By evaporating 1 mL of ethanol in which specimens had been stored overnight (out of 2 mL total ethanol volume) and re-suspending residue in water, Shokralla and colleagues amplified and sequenced 130-base and 650-base fragments of COI and 1100-base fragment of 28s RNA from 25 whole insect specimens (mayflies, caddisflies; 1 gave COI only) and rbcL from 45 plant specimens (0.5 mm leaf samples). They also obtained COI sequences by sampling 1 mL of ethanol solution from 7 insect specimens stored at room temperature for 7 to 10 years. The researchers note this approach could facilitate for “high-throughput” analyses, as it involves liquid handling which is easy to automate, avoids destructive sampling, and could be used even when “there is simply no sample left for further analysis.” They conclude with a caution about “field sampling procedures that include placing mixtures of specimens in an ethanol jar” as this “may increase the chance of cross-contamination.”

The remarkably simple procedure reported by Shokralla and colleagues offers benefits to many persons who want to get DNA barcode identifications. I look forward to applications of this method in research and commercial laboratories, classrooms, and perhaps kitchens!

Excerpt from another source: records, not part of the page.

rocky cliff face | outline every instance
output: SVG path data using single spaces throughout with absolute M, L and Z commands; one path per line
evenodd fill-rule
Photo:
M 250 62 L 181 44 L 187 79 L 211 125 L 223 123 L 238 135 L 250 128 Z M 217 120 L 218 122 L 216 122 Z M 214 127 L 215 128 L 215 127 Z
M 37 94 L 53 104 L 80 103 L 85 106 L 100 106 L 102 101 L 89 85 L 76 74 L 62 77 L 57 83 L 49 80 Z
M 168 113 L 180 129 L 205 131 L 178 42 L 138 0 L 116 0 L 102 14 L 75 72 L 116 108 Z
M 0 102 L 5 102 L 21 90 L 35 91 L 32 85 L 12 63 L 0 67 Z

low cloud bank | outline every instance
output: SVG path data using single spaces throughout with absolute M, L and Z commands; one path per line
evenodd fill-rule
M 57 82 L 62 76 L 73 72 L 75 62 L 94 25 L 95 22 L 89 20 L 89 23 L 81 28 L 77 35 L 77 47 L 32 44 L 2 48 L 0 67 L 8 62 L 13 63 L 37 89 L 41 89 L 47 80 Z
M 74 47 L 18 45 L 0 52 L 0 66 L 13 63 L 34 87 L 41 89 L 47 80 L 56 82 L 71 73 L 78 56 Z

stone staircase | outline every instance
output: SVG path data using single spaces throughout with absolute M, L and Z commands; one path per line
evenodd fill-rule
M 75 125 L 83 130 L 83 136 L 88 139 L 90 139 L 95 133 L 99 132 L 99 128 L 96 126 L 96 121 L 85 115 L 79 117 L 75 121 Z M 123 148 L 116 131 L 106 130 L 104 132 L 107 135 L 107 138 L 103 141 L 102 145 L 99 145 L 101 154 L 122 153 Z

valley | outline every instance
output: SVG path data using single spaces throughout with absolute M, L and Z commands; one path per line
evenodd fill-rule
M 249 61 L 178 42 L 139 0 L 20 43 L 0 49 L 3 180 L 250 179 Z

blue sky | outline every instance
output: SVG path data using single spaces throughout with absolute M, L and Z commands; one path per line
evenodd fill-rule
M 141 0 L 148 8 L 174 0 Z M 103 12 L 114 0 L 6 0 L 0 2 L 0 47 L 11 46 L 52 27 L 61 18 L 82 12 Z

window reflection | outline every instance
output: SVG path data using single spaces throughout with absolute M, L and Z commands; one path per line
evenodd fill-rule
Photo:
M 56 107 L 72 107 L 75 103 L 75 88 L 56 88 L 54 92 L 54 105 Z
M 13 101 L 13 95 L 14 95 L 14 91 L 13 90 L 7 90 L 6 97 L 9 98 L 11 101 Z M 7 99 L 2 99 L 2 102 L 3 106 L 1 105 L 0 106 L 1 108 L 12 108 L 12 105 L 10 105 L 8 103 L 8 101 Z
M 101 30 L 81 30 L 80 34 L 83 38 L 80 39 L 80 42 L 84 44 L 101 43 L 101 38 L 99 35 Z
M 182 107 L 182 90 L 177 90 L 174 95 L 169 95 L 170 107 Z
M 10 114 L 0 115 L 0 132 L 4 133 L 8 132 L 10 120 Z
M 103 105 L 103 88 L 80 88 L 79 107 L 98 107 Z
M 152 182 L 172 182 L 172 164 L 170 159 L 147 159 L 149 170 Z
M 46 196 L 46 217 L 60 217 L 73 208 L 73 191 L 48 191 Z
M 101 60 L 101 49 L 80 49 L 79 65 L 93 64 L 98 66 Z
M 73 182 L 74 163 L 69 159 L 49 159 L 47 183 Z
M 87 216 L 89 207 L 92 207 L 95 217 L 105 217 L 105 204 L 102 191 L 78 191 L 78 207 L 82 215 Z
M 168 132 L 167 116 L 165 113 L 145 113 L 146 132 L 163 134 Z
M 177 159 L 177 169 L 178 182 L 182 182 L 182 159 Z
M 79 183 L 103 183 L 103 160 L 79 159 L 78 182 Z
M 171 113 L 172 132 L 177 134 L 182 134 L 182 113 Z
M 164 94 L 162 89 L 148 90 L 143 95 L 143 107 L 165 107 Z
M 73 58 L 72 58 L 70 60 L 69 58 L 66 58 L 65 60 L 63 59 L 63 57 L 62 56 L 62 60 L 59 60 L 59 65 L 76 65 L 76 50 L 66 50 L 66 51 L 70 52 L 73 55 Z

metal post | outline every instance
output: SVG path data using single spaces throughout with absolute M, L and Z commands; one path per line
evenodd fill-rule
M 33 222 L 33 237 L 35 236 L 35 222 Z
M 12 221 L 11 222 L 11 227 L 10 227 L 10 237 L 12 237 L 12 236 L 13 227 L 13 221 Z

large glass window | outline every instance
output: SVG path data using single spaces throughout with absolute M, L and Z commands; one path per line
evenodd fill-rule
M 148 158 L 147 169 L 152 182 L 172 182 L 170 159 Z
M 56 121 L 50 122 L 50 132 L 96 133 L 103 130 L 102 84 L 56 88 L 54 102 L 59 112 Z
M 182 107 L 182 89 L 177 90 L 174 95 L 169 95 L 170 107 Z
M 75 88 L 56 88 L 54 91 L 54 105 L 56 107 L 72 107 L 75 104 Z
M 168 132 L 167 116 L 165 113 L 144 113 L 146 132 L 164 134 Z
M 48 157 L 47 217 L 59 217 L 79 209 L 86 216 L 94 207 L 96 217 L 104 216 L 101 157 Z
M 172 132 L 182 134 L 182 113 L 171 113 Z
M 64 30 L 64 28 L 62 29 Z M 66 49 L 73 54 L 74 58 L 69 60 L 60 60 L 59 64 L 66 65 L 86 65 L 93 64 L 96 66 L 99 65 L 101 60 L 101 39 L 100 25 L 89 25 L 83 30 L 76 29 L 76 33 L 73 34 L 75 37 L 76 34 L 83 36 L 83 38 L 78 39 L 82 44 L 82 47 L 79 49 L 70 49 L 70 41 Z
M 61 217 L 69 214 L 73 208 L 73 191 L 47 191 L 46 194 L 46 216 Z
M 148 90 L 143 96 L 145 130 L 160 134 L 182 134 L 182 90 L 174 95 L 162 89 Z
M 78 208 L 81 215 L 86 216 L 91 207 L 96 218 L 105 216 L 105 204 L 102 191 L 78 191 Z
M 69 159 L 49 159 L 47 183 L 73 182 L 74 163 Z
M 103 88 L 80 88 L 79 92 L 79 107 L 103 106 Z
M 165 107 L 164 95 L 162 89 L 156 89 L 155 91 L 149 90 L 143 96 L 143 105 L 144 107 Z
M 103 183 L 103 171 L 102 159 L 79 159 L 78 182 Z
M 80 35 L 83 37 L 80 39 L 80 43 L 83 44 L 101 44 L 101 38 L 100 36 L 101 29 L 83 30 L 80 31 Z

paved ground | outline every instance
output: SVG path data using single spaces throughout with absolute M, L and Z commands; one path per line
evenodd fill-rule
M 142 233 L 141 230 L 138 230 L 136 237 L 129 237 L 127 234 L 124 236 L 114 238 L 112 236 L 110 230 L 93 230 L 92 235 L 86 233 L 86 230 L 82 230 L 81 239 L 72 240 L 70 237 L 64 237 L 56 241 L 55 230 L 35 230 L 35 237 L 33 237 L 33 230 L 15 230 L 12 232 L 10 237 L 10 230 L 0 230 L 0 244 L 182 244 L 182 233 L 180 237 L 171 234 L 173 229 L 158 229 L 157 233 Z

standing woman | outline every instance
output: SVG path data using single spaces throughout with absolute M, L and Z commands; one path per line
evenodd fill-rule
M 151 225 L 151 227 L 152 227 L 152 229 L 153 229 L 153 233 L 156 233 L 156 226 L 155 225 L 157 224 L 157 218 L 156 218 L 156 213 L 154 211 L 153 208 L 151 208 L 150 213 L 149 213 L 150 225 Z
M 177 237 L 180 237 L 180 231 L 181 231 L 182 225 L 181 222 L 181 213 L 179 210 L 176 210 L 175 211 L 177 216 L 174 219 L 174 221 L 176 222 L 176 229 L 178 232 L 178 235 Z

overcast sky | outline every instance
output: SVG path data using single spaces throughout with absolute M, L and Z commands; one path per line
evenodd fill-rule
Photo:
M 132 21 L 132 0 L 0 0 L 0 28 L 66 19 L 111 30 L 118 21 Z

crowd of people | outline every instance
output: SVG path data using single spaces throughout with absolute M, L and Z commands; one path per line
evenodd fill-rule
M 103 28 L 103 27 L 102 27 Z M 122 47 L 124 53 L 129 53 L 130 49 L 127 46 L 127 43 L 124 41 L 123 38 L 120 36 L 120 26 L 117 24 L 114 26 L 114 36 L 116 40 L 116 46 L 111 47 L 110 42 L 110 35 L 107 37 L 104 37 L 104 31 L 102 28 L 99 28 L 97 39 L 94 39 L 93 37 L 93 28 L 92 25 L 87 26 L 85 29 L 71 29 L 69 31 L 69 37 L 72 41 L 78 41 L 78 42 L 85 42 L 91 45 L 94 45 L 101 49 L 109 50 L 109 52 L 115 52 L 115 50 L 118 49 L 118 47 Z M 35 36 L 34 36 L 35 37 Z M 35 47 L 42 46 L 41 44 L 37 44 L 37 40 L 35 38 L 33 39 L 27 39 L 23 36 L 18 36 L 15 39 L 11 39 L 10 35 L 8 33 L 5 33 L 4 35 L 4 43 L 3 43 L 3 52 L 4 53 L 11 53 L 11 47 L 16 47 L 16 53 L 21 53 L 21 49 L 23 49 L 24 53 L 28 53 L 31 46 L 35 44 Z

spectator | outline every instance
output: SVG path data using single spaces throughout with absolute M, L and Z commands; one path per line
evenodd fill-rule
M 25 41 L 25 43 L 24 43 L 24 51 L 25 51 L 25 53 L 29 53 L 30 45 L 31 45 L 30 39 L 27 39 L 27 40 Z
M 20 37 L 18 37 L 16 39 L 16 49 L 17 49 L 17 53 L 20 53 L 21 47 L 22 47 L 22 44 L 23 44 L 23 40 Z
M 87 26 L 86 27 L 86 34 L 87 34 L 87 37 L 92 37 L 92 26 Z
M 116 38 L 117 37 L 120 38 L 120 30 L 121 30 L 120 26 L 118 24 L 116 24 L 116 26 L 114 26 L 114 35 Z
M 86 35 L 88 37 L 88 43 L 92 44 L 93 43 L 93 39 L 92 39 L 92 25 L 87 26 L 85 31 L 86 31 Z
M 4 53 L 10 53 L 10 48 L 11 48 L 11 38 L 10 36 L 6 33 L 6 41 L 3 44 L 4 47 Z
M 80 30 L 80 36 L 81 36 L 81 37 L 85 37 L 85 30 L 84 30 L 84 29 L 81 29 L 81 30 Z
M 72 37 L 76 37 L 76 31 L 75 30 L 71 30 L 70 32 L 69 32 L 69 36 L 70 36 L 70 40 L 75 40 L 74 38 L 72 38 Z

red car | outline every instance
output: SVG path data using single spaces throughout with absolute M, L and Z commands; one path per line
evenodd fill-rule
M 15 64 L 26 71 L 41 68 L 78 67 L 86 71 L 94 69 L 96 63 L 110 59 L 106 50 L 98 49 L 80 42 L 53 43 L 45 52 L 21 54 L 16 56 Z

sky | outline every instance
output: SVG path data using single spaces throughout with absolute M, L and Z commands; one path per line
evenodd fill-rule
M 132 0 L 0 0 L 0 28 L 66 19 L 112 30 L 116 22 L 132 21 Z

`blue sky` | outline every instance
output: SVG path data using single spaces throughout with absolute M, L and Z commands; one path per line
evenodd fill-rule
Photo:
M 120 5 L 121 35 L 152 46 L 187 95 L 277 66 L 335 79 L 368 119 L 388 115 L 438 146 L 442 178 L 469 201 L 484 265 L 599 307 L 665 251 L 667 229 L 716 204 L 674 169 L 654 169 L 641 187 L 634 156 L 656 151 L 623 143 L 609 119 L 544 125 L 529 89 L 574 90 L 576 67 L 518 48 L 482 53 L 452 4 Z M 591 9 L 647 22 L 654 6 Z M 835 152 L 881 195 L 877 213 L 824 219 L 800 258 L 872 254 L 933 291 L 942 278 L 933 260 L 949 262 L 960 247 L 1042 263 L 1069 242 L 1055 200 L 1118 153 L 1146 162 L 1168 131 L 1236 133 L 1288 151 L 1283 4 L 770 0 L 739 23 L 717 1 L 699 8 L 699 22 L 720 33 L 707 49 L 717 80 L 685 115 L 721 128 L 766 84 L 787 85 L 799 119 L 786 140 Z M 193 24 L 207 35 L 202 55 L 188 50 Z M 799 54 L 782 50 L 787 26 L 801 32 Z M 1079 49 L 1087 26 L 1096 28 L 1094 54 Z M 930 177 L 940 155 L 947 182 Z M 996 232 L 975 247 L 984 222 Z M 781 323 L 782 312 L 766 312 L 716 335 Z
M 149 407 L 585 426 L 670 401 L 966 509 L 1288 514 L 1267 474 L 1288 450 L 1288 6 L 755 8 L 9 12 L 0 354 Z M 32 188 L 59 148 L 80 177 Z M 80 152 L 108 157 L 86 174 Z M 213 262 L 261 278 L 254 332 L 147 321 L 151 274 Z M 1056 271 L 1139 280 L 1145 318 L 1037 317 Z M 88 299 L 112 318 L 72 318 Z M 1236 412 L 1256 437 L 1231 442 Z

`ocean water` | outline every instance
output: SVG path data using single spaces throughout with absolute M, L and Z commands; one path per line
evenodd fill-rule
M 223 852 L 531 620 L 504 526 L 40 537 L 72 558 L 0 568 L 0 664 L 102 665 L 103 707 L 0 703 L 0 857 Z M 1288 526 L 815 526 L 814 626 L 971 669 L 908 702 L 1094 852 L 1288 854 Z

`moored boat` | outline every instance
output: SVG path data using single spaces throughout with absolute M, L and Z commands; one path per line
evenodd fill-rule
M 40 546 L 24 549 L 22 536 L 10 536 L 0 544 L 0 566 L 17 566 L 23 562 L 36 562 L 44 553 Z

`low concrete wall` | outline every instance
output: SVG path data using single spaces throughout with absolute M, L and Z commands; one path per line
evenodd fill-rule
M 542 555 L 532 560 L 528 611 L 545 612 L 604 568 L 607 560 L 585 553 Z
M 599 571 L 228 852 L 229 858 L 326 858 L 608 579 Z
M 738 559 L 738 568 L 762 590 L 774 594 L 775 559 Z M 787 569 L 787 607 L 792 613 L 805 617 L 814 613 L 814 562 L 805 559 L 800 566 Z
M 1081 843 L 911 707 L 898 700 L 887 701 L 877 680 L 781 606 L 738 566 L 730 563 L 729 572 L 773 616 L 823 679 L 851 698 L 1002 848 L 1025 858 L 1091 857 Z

For accurate census, birds await their barcodes

April 3, 2010

sdarticle08-2b Although birds have been studied in more detail than any other large group of animals, mtDNA continues to reveal many overlooked species, such that named taxa turn out to be comprised of two or more distinct species. These revisions include some very familiar birds, e.g., Canada Goose, which was recently recognized as comprising two species, Cackling Goose (B. hutchinsii) and Canada Goose (B. canadensis) (A.O.U. Check-list 45th suppl. 2004); for a current example, see Päckert et al Mol Phylogenet Evol 2010). Although such taxonomic revisions reflect a combined analysis of morphological, behavioral (particularly song), geographic range, and DNA information, to my reading mtDNA generally trumps the other data, which mostly serve as corroborating evidence. It is not that mtDNA similarities or differences are important per se, it is that they are strongly predictive of the presence or absence of organismal differences, particularly reproductive isolation, that are the hallmarks of species status. Of the species examined so far (I estimate about 1/3 of the 10,000 world birds), most demonstrate a similar patterning of limited mtDNA differences within species and relatively large differences among species, so we can be confident that this analytic approach will hold up. As an aside, referring to splits of named species as “taxonomic inflation” is misleading, as it suggests the real number of species is already known, which seems no more correct than referring to binary stars resolved with a new telescope as reflecting “stellar inflation.”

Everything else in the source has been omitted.